Para ilustrar o valor formador do cinema, Solomon evoca sua infância difícil: "A maioria das pessoas, sobretudo as crianças, diverte-se assistindo aos filmes. Mas eu devo algo mais ao cinema: aprendi com ele a sentir coisas que minha família nunca me ensinou a sentir. O medo, sim, eu tinha bem claro. Estava com medo o tempo inteiro. O meu pai passava seu tempo espantando quase mortalmente a minha mãe, a minha irmã e a mim. Mas o restante do leque emocional dos sentimentos, como o amor, a confiança e a empatia, eu aprendi no cinema".
Por que no cinema e não na literatura? Solomon foi disléxico desde a infância. Mas não precisa de tanto. Eu, por exemplo, fui um leitor precoce e continuo lendo romances e contos com paixão. Mas lembro que, nos 12 meses dos meus 15 anos, li quatro Dostoiévskis e vi, no mínimo, 140 filmes. três a cada sábado, no cineclube da escola. Além dessa superioridade quantitativa, a imagem cinematográfica oferece um suporte fácil e imediato para nossas identificações. Conclusão: como todo o mundo, aprendi a viver, no mínimo, tanto pelo cinema quanto pela literatura.

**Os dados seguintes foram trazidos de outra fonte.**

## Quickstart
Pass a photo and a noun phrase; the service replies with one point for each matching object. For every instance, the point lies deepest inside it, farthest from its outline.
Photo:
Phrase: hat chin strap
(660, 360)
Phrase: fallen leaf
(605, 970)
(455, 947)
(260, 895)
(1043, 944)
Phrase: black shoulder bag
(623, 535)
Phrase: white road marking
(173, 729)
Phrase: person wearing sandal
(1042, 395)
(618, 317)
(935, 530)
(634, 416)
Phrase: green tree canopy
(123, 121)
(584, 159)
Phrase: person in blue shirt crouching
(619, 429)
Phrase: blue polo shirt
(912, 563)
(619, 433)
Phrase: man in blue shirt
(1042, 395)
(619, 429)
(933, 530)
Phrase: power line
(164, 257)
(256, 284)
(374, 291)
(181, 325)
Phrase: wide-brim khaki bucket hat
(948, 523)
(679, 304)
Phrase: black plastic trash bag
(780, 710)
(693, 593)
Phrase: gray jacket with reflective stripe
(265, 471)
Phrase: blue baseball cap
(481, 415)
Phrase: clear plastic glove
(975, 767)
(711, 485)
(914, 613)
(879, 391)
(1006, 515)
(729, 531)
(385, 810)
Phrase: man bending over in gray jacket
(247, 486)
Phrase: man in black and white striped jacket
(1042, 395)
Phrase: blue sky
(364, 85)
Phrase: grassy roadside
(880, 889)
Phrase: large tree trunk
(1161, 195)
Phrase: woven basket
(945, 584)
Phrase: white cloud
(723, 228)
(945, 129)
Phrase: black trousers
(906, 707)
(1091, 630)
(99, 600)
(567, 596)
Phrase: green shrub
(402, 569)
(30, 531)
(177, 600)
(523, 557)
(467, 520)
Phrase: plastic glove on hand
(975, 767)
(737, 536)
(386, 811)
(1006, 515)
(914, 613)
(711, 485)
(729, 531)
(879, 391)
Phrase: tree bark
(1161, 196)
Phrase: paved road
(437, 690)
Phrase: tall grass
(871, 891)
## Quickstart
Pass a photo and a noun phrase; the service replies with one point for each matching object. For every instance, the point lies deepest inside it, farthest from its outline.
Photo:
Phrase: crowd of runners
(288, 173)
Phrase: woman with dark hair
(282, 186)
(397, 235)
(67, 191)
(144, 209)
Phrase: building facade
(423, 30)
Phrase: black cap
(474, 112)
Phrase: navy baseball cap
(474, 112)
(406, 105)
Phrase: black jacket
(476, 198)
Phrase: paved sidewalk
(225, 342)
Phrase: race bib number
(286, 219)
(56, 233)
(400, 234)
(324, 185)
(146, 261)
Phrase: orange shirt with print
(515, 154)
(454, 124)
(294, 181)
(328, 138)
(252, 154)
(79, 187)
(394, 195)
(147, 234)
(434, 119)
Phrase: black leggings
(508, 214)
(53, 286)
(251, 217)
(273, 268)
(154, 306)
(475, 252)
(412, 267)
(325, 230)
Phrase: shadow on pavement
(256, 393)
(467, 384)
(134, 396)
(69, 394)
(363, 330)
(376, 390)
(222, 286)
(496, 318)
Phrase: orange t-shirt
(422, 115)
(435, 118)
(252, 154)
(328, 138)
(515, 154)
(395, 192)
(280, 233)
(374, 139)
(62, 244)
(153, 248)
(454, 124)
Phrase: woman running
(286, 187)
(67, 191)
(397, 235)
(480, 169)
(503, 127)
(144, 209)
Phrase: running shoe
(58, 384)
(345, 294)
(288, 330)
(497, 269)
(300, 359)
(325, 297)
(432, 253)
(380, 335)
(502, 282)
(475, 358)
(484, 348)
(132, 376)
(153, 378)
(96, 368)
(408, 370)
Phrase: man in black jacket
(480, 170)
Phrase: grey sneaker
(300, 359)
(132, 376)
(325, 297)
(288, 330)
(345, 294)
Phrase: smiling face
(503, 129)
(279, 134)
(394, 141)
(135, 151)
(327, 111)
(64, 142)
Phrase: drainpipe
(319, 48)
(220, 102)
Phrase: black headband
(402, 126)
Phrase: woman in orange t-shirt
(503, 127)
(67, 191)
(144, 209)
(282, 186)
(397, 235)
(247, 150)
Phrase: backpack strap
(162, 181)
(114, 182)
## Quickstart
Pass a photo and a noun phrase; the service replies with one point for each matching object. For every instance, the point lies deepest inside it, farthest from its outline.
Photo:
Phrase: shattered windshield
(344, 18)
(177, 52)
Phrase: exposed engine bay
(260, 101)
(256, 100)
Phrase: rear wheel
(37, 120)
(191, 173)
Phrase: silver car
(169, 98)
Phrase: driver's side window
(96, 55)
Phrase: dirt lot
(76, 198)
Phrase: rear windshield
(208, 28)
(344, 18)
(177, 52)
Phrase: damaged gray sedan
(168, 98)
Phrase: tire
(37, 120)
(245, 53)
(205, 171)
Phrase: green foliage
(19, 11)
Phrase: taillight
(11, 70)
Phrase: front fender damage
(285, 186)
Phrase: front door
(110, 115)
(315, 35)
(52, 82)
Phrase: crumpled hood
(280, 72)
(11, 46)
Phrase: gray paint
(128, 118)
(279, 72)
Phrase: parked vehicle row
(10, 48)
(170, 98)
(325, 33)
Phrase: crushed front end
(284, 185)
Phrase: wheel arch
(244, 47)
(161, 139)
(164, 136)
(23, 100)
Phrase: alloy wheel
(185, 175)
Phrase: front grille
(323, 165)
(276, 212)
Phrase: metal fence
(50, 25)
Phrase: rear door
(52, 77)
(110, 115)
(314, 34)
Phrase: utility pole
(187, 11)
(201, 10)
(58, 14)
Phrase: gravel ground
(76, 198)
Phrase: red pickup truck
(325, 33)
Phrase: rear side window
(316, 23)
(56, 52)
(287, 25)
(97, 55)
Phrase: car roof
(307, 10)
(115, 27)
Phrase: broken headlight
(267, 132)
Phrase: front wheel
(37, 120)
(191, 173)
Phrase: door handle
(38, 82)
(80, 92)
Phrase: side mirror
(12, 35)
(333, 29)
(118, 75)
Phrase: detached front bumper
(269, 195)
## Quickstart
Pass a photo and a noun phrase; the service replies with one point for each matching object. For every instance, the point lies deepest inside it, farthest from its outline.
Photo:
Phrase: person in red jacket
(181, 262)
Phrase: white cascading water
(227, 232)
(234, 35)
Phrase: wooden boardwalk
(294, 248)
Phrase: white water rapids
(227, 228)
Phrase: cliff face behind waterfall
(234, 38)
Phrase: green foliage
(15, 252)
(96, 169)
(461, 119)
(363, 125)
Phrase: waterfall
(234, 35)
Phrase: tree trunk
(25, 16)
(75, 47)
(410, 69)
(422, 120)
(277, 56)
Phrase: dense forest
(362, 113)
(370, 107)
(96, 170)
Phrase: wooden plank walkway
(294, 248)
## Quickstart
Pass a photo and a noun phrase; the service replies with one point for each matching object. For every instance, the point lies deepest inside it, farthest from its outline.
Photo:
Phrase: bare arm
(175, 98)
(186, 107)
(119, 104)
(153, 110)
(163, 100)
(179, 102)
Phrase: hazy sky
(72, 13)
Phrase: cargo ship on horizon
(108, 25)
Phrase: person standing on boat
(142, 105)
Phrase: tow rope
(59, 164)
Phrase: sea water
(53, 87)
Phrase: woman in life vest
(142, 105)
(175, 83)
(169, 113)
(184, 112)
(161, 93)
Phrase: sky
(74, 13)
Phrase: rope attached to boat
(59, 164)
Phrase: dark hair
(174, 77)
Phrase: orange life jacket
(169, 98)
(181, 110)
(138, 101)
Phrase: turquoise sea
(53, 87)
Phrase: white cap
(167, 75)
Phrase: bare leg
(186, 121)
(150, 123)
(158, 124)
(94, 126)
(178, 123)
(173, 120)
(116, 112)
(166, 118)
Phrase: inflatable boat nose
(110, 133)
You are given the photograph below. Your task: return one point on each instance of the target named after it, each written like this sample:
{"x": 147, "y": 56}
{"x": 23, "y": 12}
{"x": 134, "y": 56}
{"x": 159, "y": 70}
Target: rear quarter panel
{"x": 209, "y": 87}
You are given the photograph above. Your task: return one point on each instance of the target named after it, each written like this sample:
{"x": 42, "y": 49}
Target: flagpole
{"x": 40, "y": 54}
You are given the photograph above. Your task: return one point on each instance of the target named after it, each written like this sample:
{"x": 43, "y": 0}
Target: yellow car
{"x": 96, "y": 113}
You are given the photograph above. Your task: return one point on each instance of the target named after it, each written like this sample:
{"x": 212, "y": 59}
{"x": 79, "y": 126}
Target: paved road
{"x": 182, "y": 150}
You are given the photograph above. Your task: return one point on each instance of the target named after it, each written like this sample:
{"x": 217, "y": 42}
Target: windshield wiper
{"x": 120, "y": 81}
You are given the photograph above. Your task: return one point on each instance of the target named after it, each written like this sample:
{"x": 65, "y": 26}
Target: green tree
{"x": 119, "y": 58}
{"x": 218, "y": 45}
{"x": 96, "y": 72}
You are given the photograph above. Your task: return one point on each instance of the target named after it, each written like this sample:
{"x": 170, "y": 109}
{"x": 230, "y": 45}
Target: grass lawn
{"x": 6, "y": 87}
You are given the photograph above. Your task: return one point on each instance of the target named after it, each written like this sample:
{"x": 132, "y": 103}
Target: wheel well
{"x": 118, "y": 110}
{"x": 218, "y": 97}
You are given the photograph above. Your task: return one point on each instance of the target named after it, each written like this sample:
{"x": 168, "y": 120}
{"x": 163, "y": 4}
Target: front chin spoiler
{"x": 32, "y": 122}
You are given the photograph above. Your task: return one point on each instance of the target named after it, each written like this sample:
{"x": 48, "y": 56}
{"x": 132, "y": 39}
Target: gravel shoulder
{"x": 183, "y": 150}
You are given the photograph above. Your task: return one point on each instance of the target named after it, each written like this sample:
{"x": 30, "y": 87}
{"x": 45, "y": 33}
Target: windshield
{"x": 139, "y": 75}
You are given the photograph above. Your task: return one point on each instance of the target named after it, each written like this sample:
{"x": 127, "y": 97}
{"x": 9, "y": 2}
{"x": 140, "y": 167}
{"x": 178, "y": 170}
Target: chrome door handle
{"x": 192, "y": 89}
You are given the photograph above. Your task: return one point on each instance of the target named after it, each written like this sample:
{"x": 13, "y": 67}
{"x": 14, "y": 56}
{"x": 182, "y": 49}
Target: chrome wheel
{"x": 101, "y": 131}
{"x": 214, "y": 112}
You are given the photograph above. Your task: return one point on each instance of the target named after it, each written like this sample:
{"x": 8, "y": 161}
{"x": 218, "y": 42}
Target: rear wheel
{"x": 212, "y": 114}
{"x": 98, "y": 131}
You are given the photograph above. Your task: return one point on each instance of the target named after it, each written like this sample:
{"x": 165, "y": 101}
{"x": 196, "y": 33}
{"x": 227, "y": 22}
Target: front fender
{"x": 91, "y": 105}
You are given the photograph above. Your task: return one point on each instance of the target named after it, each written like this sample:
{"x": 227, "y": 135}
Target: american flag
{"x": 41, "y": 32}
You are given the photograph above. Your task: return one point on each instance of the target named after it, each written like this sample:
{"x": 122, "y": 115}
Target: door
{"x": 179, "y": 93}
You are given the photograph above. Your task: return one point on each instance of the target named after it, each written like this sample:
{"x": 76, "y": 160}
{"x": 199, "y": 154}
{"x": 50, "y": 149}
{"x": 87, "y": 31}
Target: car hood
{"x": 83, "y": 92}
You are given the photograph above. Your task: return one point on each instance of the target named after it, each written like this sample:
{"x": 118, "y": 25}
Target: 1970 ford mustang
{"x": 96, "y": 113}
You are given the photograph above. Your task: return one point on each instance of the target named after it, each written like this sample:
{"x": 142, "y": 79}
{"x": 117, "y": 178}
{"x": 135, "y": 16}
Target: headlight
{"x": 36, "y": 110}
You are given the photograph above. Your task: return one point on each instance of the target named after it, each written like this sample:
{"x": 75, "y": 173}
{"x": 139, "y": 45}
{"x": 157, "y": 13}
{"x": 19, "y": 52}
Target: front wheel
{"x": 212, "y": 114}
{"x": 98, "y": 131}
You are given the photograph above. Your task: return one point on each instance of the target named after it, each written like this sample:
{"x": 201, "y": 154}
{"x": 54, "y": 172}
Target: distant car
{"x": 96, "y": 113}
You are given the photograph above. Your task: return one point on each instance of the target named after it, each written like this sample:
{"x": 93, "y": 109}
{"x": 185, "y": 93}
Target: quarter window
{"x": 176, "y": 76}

De qualquer forma, se o cinema é para nós uma experiência formadora, por que não usar filmes escolhidos como um supletivo para momentos difíceis? Os pais de adolescentes usuários de drogas deveriam assistir a "Bicho de Sete Cabeças". Qualquer casal atormentado pelo ciúme masculino encontraria sua cura numa boa dose de "Eu Tu Eles". E por aí vai.
A ordem moderna do mundo é bastante incerta. Para orientar nossas condutas, só dispomos dos cenários que nós mesmos inventamos. Desses cenários, o cinema é o repertório maior e de acesso mais fácil.
Entendo, portanto, o entusiasmo de Solomon. Mas, antes de transferir meu consultório para a cinemateca, uma hesitação. Certo, podemos sofrer de uma falta de histórias que dêem sentido a nossas vidas, histórias que o cinema nos ajuda a encontrar e a inventar. Mas sofremos também de um excesso de histórias. Para evitar o pouco sentido da vida e do mundo, nós nos enredamos, às vezes, em cenários sofridos ou francamente catastróficos, mas aos quais não sabemos como renunciar. Em suma, pode ser útil que um psicoterapeuta seja lanterninha, mas qualquer lanterninha deve, de vez em quando, saber anunciar que o filme acabou e que já está na hora de voltar para a rua.